Opinie

De keerzijdes van het hoogleraarschap

De roman ‘De profielschets’ van schrijfster en filosofe Joke Hermsen is meer dan een satire over de universitaire wereld. Als een auteur een personage zo vakkundig fileert als Joke Hermsen (1961) dat doet met de filosofiehoogleraar Bernt Brakhoven in haar derde roman ‘De profielschets’, voel je bijna de neiging om het ‘slachtoffer’ te hulp te schieten.

Brakhoven is ontegenzeggelijk een lafaard, een egoïst, een bedrieger en een ijdeltuit. Maar er moeten toch een pa’a’r goeie puntjes over deze veertiger te verzinnen zijn?

Hermsen is in ieder geval zo attent om Brakhoven van een ongelukkige jeugd te voorzien. Deze dwangmatige verleider, volgens zijn vrouw niet in staat tot liefde, werd als ventje door een overbezorgde moeder binnengehouden.
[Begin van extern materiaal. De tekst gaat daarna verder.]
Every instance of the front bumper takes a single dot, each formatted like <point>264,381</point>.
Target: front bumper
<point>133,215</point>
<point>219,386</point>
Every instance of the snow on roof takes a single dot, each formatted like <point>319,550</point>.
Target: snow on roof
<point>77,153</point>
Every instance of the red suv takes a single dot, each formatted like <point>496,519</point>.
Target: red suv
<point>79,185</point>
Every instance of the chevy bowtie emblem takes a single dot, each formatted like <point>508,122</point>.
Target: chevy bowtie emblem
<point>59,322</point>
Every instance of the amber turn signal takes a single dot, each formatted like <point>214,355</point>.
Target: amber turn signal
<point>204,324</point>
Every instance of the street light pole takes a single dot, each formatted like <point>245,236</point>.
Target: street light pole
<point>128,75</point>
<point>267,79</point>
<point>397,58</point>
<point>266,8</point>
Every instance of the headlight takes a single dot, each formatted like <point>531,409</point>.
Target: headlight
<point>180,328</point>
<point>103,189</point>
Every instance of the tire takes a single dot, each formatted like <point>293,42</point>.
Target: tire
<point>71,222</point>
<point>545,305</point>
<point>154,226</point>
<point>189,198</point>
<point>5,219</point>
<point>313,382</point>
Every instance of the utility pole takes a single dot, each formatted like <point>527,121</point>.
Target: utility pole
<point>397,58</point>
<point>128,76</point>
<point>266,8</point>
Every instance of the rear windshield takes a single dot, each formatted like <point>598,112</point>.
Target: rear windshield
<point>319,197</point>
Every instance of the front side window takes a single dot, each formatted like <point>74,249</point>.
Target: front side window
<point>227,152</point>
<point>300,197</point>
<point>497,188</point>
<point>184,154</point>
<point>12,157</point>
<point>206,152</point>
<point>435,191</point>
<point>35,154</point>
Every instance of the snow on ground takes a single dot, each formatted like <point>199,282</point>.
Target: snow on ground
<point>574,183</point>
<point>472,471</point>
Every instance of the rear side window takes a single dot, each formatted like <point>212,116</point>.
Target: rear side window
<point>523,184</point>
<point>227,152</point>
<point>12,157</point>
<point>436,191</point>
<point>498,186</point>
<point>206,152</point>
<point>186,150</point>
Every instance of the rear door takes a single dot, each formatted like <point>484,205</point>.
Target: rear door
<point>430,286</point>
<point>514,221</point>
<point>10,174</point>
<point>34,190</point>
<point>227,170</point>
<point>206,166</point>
Op de universiteit bloeide hij op onder de aandacht van zijn vrouwelijke medestudenten . maar als ze emotioneel te dichtbij kwamen klapte hij dicht, bang ontmaskerd te worden als een ‘waardeloos iemand’.

De profielschets beschrijft een cruciale januaridag in het leven van Brakhoven, zijn vrouw Ella en de bevlogen filosofe Det van Vliet. Drie personages die volledig langs elkaar heen lijken te praten, maar toch één ding gemeen hebben: onvrede met hun leven en een drang om daar radicaal iets aan te veranderen. Hermsen bouwt de spanning op door per hoofdstuk van perspectief te wisselen en naderend onheil met subtiele hints aan te kondigen. Zo is het verhaal dat een Amsterdamse taxichauffeur tegenover een ongeïnteresseerde Bernt houdt over het gebrek aan zwembaden in de stad niet de willekeurige small talk die het lijkt.

Critici hebben de roman als een satire op het universitaire milieu verwelkomd, in de wetenschap dat Hermsen bij haar beschrijving van een vakgroep filosofie ook uit eigen ervaringen kon putten. De hoofdstukken waarin Hermsen de schedel van Brakhoven licht, zijn pareltjes van vileine humor. Aan het begin van het boek overdenkt onze held de keerzijdes van zijn hoogleraarschap: uitgebluste medewerkers, luie studenten en vooral ‘managementsores’. In dit ‘intellectuele vacuúm’ snakt Brakhoven naar wat kleur en originaliteit. Maar hij dagdroomt vooral over Laura, de elegante Italiaanse filosofe die hij de afgelopen zomer op een symposium in Perugia heeft ontmoet. “Hij had met haar, om het eens onacademisch uit te drukken, de sterren van de hemel geneukt.”

Brakhoven is vastbesloten om het overleg van de vakgroep zo te manipuleren dat er een profielschets voor een nieuwe hoogleraar uitrolt waar Laura toevallig helemaal aan voldoet. Dat de getalenteerde, maar schuchtere Det van Vliet onverwachts ook interesse toont is even schrikken, maar blijkt nog goed bruikbaar in zijn verdeel-en-heerstactiek.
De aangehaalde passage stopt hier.